A friend once asked me this question: “Every month, we earn and spend money. I always keep wondering at the end of the month why there’s only so little left. How can I see where’s my money going”?
I told him to define his questions for me to answer. So here are his questions:
- How much money am I spending this month on basic amenities – such as food and accommodation?
- How much money am I spending on transportation?
- How much money am I spending on entertainment?
- How much am I paying at Costco every month?
- How much is my American Express credit card bill likely to be this month?
- Which restaurant am I visiting frequently?
So, let us take all of these questions and start defining a dimensional model to answer these questions.
The first important thing to dimensional modeling is the Questions.
If we look at all these questions, our answers will be measurable values such as – How much (money), How many (times). These measurable values are called Facts or Measures. We store these measurable values in tables called Fact Tables.
Now when we say 100 times or $5000, it does not make complete sense.We need to qualify these measures using some qualifiers or dimensions. Some of the dimensions to look at are:
- Time
- Expense Category
- Payment Method
- Vendor
- Geography
- Person
Each dimension has columns called attributes. These attributes provide characteristics of the qualifying dimension. These attributes can be related to each other forming a hierarchy such as time dimension wherein attributes can be Year, Quarter, Month, Week, Day etc., and the attributes are related through a hierarchy – Year → Quarter → Month → Week → Day.
Now, the magic of dimensional modeling is that it is designed to aid the reporting.

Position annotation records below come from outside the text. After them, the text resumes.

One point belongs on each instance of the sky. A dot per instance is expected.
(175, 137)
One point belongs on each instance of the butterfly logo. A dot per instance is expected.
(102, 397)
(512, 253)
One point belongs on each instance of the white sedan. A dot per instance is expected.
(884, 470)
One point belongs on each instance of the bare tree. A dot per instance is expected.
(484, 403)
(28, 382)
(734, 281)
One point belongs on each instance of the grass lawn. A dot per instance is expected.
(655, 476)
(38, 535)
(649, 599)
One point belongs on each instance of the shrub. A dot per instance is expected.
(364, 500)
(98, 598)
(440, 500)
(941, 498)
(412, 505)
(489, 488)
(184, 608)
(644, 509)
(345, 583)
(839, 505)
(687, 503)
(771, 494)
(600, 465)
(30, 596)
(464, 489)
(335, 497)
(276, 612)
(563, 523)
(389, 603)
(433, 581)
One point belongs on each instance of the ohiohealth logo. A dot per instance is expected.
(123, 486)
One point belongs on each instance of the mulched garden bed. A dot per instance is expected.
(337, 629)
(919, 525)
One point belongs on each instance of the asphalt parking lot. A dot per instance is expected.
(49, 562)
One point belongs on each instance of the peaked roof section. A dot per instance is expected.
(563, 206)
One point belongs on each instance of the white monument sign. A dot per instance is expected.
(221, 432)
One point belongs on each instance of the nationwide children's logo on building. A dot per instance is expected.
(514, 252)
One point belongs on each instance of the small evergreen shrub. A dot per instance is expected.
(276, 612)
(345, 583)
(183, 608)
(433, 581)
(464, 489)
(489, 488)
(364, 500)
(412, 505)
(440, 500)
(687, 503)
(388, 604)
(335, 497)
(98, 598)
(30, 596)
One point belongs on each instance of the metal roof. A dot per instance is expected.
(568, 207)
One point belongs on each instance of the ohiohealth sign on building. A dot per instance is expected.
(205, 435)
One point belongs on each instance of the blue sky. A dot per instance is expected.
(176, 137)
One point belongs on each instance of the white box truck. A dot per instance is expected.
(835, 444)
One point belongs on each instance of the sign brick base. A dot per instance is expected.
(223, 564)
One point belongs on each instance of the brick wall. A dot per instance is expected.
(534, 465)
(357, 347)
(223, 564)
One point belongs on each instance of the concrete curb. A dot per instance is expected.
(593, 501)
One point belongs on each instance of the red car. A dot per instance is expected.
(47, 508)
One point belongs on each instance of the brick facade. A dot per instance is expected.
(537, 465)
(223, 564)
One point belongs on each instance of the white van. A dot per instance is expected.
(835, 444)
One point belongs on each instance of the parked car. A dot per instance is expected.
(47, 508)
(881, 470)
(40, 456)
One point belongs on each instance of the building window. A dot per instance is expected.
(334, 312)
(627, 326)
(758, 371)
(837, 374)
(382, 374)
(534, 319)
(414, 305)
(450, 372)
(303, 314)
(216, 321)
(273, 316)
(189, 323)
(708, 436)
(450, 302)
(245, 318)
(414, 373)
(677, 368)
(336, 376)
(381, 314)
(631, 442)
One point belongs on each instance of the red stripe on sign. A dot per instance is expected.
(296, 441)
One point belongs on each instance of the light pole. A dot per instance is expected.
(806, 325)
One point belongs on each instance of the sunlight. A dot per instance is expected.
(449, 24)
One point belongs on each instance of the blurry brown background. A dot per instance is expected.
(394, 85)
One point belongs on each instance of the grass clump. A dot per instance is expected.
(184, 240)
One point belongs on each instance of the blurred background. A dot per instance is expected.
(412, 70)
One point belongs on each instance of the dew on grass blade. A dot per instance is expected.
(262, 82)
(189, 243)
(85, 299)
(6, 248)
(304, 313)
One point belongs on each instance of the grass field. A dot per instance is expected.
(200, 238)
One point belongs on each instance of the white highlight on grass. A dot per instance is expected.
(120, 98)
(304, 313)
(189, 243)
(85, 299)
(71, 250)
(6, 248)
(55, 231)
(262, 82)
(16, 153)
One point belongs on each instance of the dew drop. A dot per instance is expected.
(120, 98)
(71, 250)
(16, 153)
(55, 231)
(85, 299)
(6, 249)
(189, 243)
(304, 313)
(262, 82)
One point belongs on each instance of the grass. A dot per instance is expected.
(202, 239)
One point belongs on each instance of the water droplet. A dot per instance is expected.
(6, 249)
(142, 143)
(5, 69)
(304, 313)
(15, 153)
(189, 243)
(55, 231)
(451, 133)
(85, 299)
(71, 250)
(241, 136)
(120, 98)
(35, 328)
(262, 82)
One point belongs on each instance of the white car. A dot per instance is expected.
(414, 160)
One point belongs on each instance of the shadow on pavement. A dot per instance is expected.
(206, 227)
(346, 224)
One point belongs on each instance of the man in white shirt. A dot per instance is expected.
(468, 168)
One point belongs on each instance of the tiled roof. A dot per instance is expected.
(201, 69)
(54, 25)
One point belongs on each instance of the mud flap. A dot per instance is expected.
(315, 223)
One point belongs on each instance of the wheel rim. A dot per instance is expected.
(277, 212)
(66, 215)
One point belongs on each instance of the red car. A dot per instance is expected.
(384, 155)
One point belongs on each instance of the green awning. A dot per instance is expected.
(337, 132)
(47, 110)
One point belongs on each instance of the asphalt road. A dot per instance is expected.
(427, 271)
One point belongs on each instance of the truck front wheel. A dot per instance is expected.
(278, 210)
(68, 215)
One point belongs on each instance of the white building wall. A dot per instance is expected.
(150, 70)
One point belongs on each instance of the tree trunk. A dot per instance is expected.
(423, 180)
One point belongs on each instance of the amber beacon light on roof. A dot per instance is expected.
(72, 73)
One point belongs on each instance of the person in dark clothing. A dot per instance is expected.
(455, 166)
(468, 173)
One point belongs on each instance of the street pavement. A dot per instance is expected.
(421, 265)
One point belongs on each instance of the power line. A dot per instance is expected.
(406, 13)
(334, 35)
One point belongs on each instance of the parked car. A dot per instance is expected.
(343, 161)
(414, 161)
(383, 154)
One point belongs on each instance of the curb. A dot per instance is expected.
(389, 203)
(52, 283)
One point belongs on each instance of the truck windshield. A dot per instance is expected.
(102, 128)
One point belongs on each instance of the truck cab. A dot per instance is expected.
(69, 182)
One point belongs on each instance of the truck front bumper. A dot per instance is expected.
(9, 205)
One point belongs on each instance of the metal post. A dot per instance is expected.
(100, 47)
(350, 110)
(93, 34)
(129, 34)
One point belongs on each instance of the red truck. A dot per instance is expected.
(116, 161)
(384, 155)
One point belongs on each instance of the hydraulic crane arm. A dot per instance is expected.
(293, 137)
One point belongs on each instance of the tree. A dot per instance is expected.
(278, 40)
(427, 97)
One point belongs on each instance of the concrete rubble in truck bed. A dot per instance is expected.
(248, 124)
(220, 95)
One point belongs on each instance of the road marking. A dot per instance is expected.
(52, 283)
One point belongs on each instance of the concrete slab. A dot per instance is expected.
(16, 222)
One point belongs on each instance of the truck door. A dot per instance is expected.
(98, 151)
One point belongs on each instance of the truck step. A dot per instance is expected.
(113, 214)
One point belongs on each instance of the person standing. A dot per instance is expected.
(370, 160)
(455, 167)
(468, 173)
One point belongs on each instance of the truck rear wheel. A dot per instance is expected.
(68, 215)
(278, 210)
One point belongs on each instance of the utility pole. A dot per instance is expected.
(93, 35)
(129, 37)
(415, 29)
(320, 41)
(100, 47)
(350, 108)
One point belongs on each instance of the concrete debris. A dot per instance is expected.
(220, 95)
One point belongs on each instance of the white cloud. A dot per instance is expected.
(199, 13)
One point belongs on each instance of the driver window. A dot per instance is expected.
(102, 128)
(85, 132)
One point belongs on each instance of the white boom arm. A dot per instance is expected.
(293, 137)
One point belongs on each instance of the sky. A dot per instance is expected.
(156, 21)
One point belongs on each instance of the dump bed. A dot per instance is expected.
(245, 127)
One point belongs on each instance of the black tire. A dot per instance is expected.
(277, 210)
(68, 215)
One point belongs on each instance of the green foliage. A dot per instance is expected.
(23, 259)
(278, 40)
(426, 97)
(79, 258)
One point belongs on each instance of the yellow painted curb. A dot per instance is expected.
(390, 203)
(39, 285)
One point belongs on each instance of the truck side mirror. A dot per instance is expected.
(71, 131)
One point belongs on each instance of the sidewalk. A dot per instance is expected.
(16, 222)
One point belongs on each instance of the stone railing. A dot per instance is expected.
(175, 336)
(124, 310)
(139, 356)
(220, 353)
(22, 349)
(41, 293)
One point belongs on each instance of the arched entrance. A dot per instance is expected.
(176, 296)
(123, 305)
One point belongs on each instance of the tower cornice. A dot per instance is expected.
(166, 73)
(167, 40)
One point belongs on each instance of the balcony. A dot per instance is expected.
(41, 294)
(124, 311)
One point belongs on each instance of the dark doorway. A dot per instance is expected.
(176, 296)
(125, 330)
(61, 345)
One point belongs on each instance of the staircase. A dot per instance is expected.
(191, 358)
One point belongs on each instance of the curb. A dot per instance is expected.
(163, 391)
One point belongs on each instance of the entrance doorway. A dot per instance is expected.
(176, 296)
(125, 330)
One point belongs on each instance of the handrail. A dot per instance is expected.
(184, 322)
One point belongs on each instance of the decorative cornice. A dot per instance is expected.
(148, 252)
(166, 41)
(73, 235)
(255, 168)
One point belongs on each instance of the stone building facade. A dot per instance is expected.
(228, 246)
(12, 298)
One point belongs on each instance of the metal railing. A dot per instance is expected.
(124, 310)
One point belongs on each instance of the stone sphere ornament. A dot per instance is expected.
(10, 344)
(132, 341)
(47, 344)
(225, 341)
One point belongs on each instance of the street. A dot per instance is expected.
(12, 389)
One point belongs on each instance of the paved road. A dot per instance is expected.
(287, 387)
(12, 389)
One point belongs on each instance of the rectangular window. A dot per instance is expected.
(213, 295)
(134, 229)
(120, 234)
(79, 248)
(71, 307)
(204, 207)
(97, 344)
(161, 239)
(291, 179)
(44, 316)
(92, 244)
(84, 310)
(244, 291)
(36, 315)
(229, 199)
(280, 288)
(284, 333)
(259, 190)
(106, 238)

So, the dimensional model is almost always – a central fact table containing the measures and links to a series of dimensions each qualifying the measures in one particular way. This kind of model is called the Star Schema.
In the star schema design, a single object called a fact table sits in the middle and is connected to other surrounding objects called dimensions like a star. Each dimension is represented as a single table. The primary key in each dimension table is related to a foreign key in the fact table.

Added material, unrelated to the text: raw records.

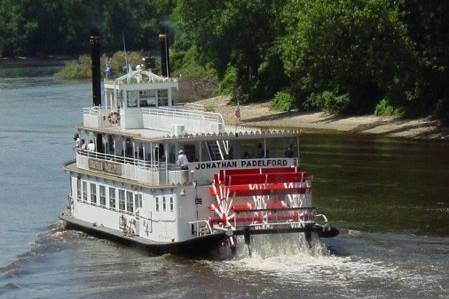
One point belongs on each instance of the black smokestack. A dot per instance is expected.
(165, 57)
(96, 72)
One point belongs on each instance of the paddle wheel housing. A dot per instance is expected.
(266, 200)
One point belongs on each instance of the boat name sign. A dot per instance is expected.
(247, 163)
(109, 167)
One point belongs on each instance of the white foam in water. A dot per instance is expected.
(289, 258)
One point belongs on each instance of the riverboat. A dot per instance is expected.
(128, 184)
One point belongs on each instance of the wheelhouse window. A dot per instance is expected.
(84, 191)
(102, 195)
(121, 200)
(129, 202)
(162, 97)
(78, 188)
(93, 193)
(112, 198)
(138, 200)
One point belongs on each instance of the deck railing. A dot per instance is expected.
(154, 165)
(192, 119)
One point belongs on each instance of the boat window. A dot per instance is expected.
(78, 188)
(133, 96)
(121, 200)
(162, 97)
(120, 99)
(84, 191)
(147, 98)
(93, 193)
(129, 202)
(102, 195)
(112, 198)
(138, 202)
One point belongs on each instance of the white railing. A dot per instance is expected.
(120, 159)
(189, 119)
(184, 112)
(97, 117)
(201, 227)
(97, 110)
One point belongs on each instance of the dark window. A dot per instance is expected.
(121, 200)
(85, 191)
(93, 193)
(129, 202)
(112, 198)
(78, 188)
(102, 195)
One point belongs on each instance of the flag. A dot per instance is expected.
(237, 111)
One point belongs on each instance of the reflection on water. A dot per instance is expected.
(380, 184)
(390, 196)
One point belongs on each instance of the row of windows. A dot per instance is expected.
(127, 200)
(164, 204)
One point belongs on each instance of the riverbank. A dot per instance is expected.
(260, 115)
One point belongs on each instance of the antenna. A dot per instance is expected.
(124, 49)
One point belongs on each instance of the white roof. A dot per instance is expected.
(143, 78)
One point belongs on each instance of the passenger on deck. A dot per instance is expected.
(289, 152)
(77, 140)
(260, 153)
(182, 160)
(91, 146)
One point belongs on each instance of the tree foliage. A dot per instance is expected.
(342, 56)
(29, 27)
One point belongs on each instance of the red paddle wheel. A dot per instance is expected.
(263, 200)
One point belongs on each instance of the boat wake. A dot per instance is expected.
(289, 260)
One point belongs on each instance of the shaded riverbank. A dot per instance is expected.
(260, 115)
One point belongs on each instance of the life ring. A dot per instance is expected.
(114, 118)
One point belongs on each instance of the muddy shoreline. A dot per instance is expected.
(260, 115)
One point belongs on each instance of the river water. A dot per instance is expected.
(390, 197)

Below example is of a star schema.
All the facts in the fact table are related to all dimensions that fact table is related to. i.e., they all have the same level of granularity. A simple star consists of one fact table; a complex star can have more than one fact table. The lines between two tables indicate that there is a primary key / foreign key relationship between the two tables. Note that different dimensions are not related to one another.
In a star schema, each dimension is represented by a single dimensional table. But if one or more dimensional table is normalized into multiple lookup tables, say, each representing a level in the dimensional hierarchy. Such a dimensional model is called snowflake schema.
Below is an example of a snowflake schema.
Now, let us discuss gathering requirements. As mentioned in the previous section we need to gather requirements by getting the business questions that need to be answered. The resultant step is to convert these questions into Information Packages:
Then, build a requirements specification document with the following sections:
- State the purpose and scope of the project. Include broad project justification. Provide an executive summary of each subsequent section.
- General requirements descriptions. Describe the source systems reviewed. Include interview summaries. Broadly state what types of information requirements are needed in the data warehouse.
- Specific requirements. Include details of source data needed. List the data transformation and storage requirements. Describe the types of information delivery methods needed by the users.
- Information packages. Provide as much detail as possible for each information package. Include in the form of package diagrams.
- Other requirements. Cover miscellaneous requirements such as data extract frequencies, data loading methods, and locations to which information must be delivered.
- User expectations. State the expectations in terms of problems and opportunities. Indicate how the users expect to use the data warehouse.
- User participation and sign-off. List the tasks and activities in which the users are expected to participate throughout the development life cycle.
- General implementation plan. At this stage, give a high-level plan for implementation.